L’utilisation du laser femtoseconde pour traiter l’œil, un organe à la fois très spécialisé et fragile, ne va toutefois pas de soi. L’œil fait partie du système nerveux central, et en tant que tel, beaucoup des cellules ou des familles de cellules qui le composent sont des neurones. Et un neurone, lorsqu’on le tue, ne se reproduit pas, comme c’est le cas avec d’autres cellules. La première tâche de Mike Sapieha est donc de s’assurer qu’il est possible d’intervenir à l’aide du laser femtoseconde dans un ou plusieurs neurones sans les affecter. C’est ce qu’on appelle la « preuve de concept ».
La preuve de concept
Mike et Michel font appel à la postdoctorante en biochimie Ariel Wilson, qui connaît bien les structures de l’œil et les mécanismes de la vision, ainsi qu’au professeur Santiago Costantino et son équipe du Département d’ophtalmologie de l’Université de Montréal et du CIUSSS de l’Est-de-l’Île-de-Montréal pour leur expertise en biophotonique. L’équipe décide d’abord de travailler sur des cellules saines, car on les connaît bien mieux que les cellules malades. On injecte des nanoparticules d’or munies d’anticorps pour cibler des cellules neuronales spécifiques dans l’œil, puis on attend que les nanoparticules se déposent autour des différents neurones ou familles de neurones, comme la rétine. Suite au flash lumineux généré par le laser femtoseconde, le phénomène attendu se produit : de petits trous apparaissent dans les cellules de la rétine de l’œil, permettant d’injecter efficacement des médicaments ou des gènes dans des zones spécifiques de l’œil. Nouveau pari tenu pour Michel Meunier et ses collaborateurs : ces résultats concluants ouvrent maintenant la voie à de nouveaux traitements.

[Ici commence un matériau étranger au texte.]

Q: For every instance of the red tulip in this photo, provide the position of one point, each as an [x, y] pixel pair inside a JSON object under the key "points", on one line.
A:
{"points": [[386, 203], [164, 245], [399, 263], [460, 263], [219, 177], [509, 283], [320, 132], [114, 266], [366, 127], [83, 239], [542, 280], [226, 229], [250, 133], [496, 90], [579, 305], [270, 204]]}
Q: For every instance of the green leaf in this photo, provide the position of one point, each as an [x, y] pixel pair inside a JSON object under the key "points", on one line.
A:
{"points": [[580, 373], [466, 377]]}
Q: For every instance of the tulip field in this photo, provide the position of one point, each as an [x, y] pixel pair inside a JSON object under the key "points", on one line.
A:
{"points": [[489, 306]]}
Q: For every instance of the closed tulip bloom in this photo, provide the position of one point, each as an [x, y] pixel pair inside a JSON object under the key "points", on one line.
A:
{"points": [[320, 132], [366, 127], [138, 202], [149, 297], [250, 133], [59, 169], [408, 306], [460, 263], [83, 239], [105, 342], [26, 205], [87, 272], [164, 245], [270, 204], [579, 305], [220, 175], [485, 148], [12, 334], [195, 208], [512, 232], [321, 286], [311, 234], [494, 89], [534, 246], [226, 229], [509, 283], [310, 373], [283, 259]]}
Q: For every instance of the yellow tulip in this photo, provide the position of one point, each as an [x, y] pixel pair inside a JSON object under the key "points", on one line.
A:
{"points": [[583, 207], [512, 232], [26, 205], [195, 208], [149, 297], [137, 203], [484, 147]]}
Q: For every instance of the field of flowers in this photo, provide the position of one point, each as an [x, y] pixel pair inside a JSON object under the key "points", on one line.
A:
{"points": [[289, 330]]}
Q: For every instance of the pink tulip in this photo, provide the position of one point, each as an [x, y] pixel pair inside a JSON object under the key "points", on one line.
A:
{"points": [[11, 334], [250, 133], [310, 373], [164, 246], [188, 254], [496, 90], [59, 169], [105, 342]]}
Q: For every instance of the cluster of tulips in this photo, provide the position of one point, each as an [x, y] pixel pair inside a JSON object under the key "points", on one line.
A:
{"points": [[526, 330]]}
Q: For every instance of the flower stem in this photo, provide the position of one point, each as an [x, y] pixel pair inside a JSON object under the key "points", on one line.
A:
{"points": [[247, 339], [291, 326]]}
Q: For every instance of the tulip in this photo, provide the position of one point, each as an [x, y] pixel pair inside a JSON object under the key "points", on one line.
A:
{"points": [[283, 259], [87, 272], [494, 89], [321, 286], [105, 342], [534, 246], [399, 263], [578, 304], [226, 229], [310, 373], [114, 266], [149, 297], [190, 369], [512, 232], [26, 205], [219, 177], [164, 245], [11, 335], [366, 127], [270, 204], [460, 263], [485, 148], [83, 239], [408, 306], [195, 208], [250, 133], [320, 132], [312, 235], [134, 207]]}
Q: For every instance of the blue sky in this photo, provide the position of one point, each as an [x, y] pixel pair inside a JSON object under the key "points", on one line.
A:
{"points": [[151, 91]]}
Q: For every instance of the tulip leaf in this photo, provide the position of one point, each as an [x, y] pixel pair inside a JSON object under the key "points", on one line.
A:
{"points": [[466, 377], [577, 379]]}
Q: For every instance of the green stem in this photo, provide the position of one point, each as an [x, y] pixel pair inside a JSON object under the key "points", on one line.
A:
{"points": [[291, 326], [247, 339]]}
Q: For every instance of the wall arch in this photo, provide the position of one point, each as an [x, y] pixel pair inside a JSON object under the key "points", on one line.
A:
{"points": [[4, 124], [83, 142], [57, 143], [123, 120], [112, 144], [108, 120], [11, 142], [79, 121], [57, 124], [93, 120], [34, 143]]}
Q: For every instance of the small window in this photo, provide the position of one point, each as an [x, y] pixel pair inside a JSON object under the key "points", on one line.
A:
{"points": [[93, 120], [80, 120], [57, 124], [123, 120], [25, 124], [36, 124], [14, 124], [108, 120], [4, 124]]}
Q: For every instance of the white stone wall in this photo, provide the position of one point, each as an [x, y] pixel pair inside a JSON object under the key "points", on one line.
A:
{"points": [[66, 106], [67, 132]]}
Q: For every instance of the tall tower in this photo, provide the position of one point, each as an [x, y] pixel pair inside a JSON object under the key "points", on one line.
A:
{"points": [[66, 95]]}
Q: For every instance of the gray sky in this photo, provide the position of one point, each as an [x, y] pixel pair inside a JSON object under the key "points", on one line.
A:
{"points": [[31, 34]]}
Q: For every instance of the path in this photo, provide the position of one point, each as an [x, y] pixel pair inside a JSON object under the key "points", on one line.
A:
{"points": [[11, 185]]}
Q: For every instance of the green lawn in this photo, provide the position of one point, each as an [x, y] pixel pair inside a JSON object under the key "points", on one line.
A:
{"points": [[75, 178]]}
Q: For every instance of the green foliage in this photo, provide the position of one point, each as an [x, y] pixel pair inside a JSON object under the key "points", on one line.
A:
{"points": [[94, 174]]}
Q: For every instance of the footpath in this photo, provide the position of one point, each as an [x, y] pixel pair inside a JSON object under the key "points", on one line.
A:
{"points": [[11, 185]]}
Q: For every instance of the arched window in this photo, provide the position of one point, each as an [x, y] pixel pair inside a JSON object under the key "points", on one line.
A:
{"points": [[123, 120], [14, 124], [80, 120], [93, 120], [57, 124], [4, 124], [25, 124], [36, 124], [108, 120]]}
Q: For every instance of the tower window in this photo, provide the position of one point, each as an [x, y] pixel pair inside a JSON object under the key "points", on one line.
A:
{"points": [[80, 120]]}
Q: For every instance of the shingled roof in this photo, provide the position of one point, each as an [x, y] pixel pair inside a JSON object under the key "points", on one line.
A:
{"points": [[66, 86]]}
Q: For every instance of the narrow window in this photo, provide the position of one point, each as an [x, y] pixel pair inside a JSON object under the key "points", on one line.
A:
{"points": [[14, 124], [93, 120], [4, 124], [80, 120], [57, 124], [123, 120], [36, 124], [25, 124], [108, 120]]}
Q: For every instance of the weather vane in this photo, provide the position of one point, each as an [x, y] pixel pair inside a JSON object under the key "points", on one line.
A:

La nouveauté de la technologie mise au point par les chercheurs de Polytechnique et du CIUSSS de l’Est-de-l’Île-de-Montréal est son extrême précision. Avec l’emploi des nanoparticules d’or fonctionnalisées, le scalpel de lumière permet de cibler très précisément l’emplacement de la famille de cellules où le médecin devra intervenir.
La preuve de concept étant démontrée avec succès, Michel Meunier et son équipe ont déposé une demande de brevet aux États-Unis. En outre, ce travail titanesque prend la forme d’une communication validée par un imposant comité de lecture dans la renommée publication Nano Letters au mois d’octobre 2018.
S’il reste beaucoup de recherche à faire, d’abord sur les animaux et ensuite sur les humains – on parle ici d’une dizaine d’années au moins – , cette technologie pourrait faire toute la différence chez une population vieillissante, victime de détérioration oculaire contre laquelle il n’y a pas encore de traitements efficaces à long terme. Elle présente aussi l’avantage d’éviter l’emploi des virus communément utilisés dans les thérapies géniques. Dans la mire de ces chercheurs, on retrouve toutes les maladies de l’œil, et plus particulièrement, le glaucome, la rétinite ou la dégénérescence maculaire.
Ce scalpel de lumière, c’est encore du jamais vu.